Judges are unanimous: Review local and judge-specific rules. Ignoring this obvious but often-neglected advice can chip away at a lawyer’s credibility, clutter the record, and create unnecessary work for all involved. Numerous judges, for example, require parties to informally notify chambers of discovery disputes before filing formal discovery motions. This requirement advances the goals of efficiency and helps keep costs down, and some judges will deny or strike a formal discovery motion filed in violation of it.

Vet Your Position

“My first piece of advice when a litigator arrives at an impasse with opposing counsel regarding a discovery issue is to carefully review the [procedural rules] on point and research caselaw to ensure that the position you are taking is sound.” One judge estimates that 70 percent of discovery disputes can be resolved under a straightforward application of black-letter rules and law. And it is “far better to back down from a position during negotiations if the law does not support your position than when you are before a judge.” Failure to back down can result in sanctions, one judge reminds.

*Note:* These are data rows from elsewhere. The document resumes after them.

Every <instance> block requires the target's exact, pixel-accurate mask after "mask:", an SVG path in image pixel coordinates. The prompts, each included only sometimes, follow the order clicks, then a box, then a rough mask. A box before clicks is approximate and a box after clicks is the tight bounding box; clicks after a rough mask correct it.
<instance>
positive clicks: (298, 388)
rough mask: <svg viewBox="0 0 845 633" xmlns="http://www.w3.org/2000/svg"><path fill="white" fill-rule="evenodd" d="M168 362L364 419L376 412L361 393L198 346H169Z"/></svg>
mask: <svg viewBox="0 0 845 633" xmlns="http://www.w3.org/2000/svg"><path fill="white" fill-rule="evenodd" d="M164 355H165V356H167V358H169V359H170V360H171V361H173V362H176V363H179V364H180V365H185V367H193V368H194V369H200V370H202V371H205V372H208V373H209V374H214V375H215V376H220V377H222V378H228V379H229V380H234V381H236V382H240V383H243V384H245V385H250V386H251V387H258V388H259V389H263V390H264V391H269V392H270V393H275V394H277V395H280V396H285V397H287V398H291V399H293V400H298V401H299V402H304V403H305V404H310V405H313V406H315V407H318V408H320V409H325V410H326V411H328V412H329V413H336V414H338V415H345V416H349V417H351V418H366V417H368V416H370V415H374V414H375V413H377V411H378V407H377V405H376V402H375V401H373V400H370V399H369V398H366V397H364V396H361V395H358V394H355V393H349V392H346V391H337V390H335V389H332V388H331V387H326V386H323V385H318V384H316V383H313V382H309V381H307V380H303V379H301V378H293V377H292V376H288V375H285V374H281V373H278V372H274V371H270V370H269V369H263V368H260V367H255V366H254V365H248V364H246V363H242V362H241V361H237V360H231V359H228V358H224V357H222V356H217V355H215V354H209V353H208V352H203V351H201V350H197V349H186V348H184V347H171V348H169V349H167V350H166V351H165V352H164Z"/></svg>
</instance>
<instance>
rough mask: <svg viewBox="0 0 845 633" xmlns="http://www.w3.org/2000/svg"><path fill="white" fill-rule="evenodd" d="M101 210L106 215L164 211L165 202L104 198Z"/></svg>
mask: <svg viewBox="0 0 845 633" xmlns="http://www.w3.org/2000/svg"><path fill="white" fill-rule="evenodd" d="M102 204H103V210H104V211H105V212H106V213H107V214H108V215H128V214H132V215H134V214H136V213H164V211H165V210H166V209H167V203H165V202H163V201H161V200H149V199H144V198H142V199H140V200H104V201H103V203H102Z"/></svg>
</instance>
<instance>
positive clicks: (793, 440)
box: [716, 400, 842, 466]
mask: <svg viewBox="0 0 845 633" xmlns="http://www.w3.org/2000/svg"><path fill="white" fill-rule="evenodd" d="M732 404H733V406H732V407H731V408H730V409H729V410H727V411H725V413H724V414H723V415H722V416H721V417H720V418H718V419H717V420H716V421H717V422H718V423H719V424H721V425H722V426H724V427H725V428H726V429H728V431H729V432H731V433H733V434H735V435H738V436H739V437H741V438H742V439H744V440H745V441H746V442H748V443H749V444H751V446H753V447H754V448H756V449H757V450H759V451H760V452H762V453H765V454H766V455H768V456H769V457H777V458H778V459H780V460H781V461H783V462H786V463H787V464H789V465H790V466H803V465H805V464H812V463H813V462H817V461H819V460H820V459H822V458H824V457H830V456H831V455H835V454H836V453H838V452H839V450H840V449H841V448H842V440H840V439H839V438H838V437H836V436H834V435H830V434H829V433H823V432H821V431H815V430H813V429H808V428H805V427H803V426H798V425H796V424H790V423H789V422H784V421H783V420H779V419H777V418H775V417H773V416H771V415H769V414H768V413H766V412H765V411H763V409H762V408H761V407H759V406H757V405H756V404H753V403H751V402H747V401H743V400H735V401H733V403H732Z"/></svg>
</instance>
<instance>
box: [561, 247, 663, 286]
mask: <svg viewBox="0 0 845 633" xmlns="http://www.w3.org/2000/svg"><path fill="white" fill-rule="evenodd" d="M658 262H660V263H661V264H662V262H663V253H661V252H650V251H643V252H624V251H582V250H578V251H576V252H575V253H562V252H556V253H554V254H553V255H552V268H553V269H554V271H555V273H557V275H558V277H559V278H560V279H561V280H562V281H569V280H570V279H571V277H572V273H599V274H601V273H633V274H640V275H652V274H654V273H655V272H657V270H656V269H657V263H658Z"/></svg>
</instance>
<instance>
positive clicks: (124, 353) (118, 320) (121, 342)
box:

“If you haven’t conferred before contacting the court, you are doing it wrong!” Confer and confer early, but also make it meaningful—don’t just go through the motions. Adequate conferral may resolve the dispute, removing the court from the equation altogether. Even if opposing counsel refuses to engage in good-faith conferral efforts, attorneys should create a record of their attempts to confer to present to the court if necessary.

Don’t Dawdle

“Don’t—do not—wait until the day before the close of discovery to present a discovery dispute to the court.” Inform the court of a discovery impasse at the soonest possible time and, if necessary, seek an extension of any relevant deadlines.

Be Clear and Know the Ask

When addressing a discovery dispute to the court, clearly articulate your arguments and know what relief you are seeking. “Describing the dispute in general terms and not specifying the precise relief you want is going to decrease your odds of success substantially.” Limit your arguments to the principles that support your position, e.g., relevance or privilege, says one clerk. Be specific about the relief you seek, says another, but also be prepared to offer alternative forms of relief.

Some Context Matters

“Contextualize the dispute by explaining where the parties are in discovery and why the requested information is important to moving discovery forward.” Your case may be but one of hundreds on a judge’s docket. Providing some context for a discovery dispute orients the court and can provide a helpful framework for wading into the key issues. But judges warn that too much context can be counterproductive. Rehashing every micro-dispute needlessly overcomplicates matters.

Less Is More

Don’t inundate the court with irrelevant materials. Attorneys often overlook this advice, and a great many present discovery disputes atop a mountain of attorney emails and correspondence that “usually just show personal hostility or bickering and are not helpful to the discovery dispute.” The better practice? “Any discovery materials provided to the court should be narrowly tailored to the dispute at hand and their importance should be clearly explained to the court.”


Finally, judges advise to handle discovery disputes with civility and in full compliance with rules of professional conduct. One judge recommends that counsel revisit those rules, citing the common practice of weaponizing discovery to gain a tactical advantage, rather than invoking the rules of discovery to advance a good-faith position.